The down-to-the-second modern news cycle, fueled by a number of factors and facilitated by tools like Twitter, has given us all wonderful access to information.
But it has also, unfortunately, had a consequence: it has caused us, as sports fans, to unfortunately lose perspective and in some cases lose our minds.
Nuance has been eradicated from seasons, replaced by a barrage of yo-yoing "hot takes" that indicate Team X or Player X is the greatest/worst in the world. In a rush to judgment, this causes many of us to write off a team as "finished" or at least incompetent at precisely the time the team turns its season around. Then as we all buy into the greatness, the team inevitably starts to slump.
Uneven play is a natural thing in a season or even throughout the course of a single game, of course. But within the modern news cycle — including all that information and access to all those opinions — we're seeing all trees and very little forest.

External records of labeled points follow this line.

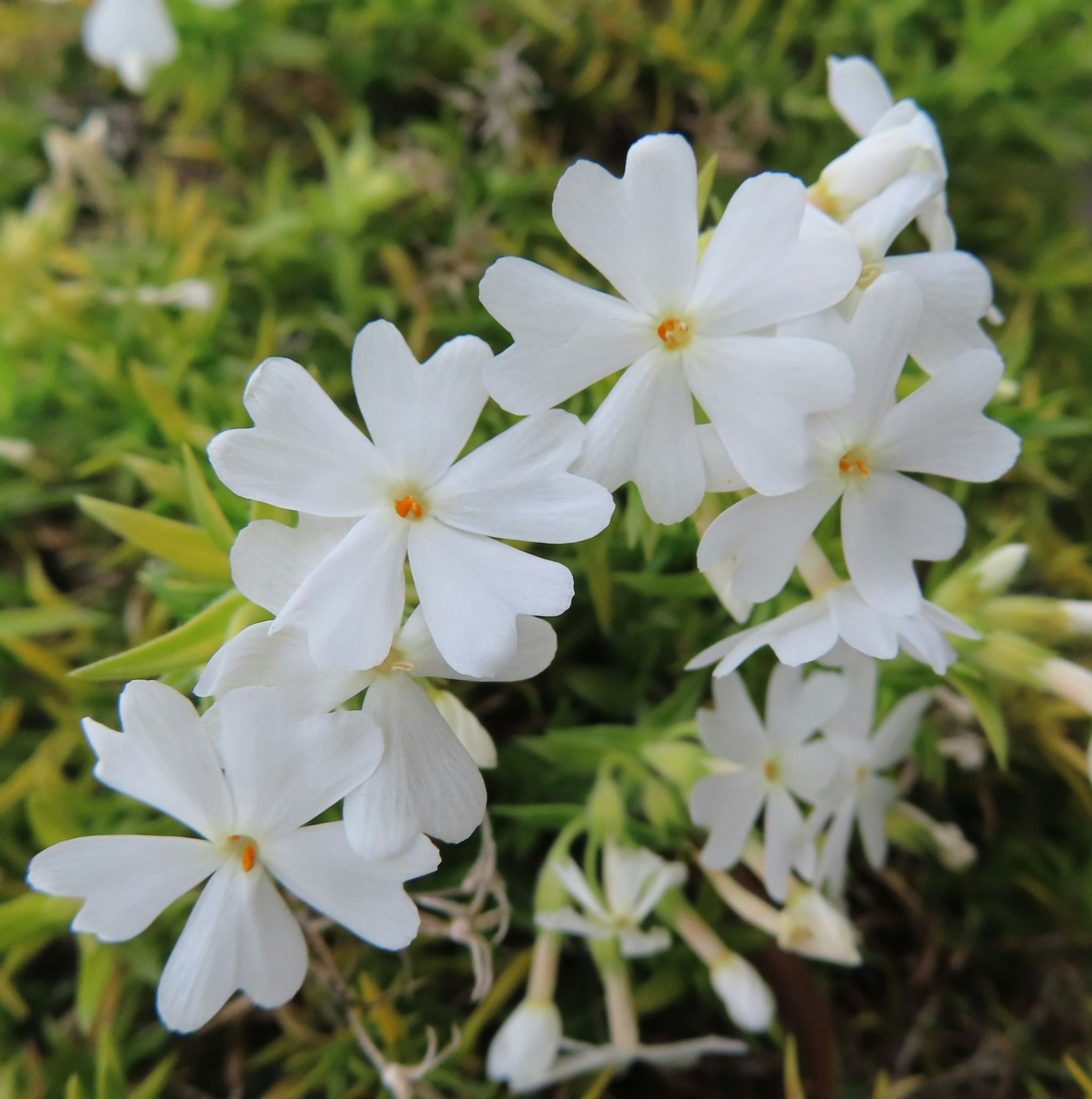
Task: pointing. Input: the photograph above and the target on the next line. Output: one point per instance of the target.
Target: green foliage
(322, 163)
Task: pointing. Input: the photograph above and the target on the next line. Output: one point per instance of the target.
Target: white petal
(641, 231)
(472, 733)
(876, 224)
(567, 336)
(125, 881)
(353, 601)
(258, 659)
(285, 770)
(728, 806)
(322, 870)
(797, 707)
(301, 453)
(873, 804)
(888, 522)
(761, 269)
(957, 294)
(940, 428)
(164, 758)
(202, 971)
(133, 37)
(733, 730)
(473, 589)
(419, 416)
(644, 432)
(271, 561)
(898, 730)
(758, 393)
(425, 782)
(764, 535)
(535, 646)
(859, 93)
(518, 486)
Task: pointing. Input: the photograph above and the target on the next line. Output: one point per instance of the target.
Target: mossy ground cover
(322, 163)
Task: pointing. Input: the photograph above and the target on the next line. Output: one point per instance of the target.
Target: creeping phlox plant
(765, 356)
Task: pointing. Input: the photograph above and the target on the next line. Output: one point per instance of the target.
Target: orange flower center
(675, 332)
(408, 507)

I've watched it happen a few times recently with our local teams — and, in fact, been guilty of it myself in many of these cases.

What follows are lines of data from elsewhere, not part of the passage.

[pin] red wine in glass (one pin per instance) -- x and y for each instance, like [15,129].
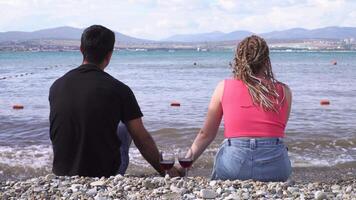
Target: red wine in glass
[186,162]
[166,161]
[185,159]
[166,164]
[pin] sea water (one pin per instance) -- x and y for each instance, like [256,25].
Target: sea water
[316,135]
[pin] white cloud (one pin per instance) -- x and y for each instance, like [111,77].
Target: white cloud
[157,19]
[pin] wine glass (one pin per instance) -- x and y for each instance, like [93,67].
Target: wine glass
[186,159]
[166,161]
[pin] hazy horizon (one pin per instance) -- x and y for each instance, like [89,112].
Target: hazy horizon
[159,19]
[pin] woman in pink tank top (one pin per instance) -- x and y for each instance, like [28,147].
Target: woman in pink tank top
[255,107]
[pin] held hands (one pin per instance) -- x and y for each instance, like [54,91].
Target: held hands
[174,172]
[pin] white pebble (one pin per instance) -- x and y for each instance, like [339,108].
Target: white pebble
[208,194]
[320,195]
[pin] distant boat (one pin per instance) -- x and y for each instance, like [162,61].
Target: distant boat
[140,49]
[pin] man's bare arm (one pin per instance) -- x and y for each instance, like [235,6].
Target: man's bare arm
[145,143]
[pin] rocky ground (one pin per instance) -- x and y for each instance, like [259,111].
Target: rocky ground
[133,187]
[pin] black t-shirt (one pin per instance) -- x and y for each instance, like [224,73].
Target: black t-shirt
[86,105]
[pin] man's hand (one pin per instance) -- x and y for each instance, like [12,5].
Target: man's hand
[181,171]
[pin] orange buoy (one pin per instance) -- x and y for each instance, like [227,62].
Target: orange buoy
[324,102]
[17,107]
[175,103]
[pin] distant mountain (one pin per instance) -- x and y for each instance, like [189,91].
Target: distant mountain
[235,35]
[208,37]
[212,36]
[292,34]
[59,33]
[70,33]
[332,32]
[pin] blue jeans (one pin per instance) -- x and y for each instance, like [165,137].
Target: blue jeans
[260,159]
[126,140]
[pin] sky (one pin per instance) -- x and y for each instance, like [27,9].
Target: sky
[159,19]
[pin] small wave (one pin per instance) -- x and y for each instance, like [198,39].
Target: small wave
[34,156]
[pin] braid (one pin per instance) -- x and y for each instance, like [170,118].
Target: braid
[252,56]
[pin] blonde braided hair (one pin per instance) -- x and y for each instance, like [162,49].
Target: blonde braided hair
[252,56]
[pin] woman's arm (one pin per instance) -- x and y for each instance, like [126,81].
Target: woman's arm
[212,122]
[288,93]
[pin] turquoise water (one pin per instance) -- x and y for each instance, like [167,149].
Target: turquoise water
[316,135]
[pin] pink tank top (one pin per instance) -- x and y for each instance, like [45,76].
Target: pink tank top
[243,119]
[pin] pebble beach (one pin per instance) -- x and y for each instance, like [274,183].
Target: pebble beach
[155,187]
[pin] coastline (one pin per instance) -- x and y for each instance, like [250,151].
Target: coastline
[305,182]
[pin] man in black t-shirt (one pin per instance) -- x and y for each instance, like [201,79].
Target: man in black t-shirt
[86,106]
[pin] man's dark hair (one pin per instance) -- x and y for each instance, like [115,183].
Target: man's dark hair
[96,42]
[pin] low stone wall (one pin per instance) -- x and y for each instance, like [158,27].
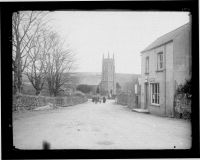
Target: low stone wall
[182,106]
[30,102]
[131,100]
[122,99]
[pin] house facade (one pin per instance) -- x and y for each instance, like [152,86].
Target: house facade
[107,84]
[166,63]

The most notable example is the Twins. Baseball is the ultimate team sports marathon, a six-month slog that is now digested in 162 separate 100-meter dashes. The Twins were left for dead and revived so many times this season that they earned a reputation as being "resilient."

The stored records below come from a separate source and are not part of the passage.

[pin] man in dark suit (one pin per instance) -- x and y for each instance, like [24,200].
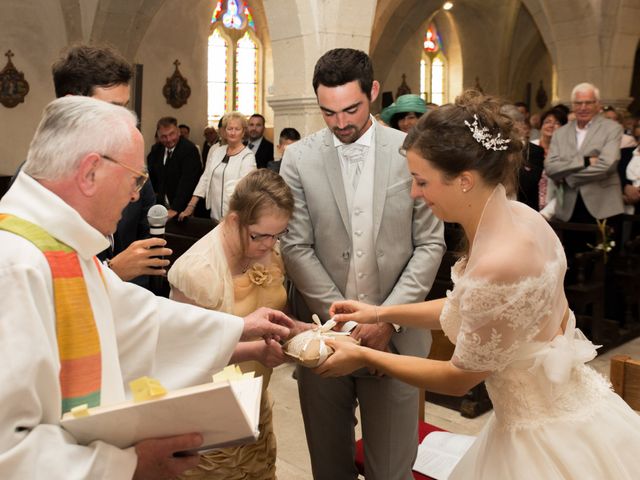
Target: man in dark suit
[102,73]
[174,167]
[210,139]
[260,146]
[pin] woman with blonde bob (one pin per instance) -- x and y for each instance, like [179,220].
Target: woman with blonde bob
[554,417]
[237,268]
[226,164]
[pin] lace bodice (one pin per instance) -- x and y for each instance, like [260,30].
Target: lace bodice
[490,323]
[504,315]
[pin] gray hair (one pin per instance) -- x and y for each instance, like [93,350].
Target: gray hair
[72,127]
[585,87]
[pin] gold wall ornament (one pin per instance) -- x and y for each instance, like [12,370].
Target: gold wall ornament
[13,86]
[176,90]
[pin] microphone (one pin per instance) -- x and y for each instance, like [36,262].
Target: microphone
[157,218]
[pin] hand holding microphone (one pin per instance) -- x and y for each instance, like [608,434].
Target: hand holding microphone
[142,257]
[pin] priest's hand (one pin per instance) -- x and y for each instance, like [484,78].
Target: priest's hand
[346,358]
[156,459]
[267,323]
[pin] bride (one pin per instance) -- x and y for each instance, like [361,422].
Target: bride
[507,315]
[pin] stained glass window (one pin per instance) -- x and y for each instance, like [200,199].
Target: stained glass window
[433,68]
[237,14]
[246,75]
[234,59]
[437,81]
[217,77]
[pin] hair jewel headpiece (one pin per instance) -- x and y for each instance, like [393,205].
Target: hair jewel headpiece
[483,137]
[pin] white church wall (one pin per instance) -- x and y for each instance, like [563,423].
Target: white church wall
[34,31]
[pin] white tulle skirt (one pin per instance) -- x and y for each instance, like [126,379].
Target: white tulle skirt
[606,446]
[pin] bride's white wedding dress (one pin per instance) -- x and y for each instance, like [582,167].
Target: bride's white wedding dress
[554,417]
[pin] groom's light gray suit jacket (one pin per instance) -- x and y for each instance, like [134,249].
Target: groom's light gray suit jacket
[408,238]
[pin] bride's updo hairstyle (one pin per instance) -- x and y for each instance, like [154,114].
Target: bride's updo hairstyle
[444,139]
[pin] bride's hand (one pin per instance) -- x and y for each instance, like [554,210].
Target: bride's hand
[351,310]
[346,358]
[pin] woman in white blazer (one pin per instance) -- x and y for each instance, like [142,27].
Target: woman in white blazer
[226,165]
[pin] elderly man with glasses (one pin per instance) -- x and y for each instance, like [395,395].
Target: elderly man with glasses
[582,159]
[73,333]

They were, to a degree, but more so they were a team doing what teams do: falling apart and picking themselves back up again, then repeating. When you have 162 games, this should happen.
The Vikings experienced a jolt of this at the start of the season, when all it took was one bad game for everyone to question all of the positive things that were believed about the team going into the season. One win turned around a lot of those skeptics; another win brought almost everyone back on board. (Again, I did the same thing.)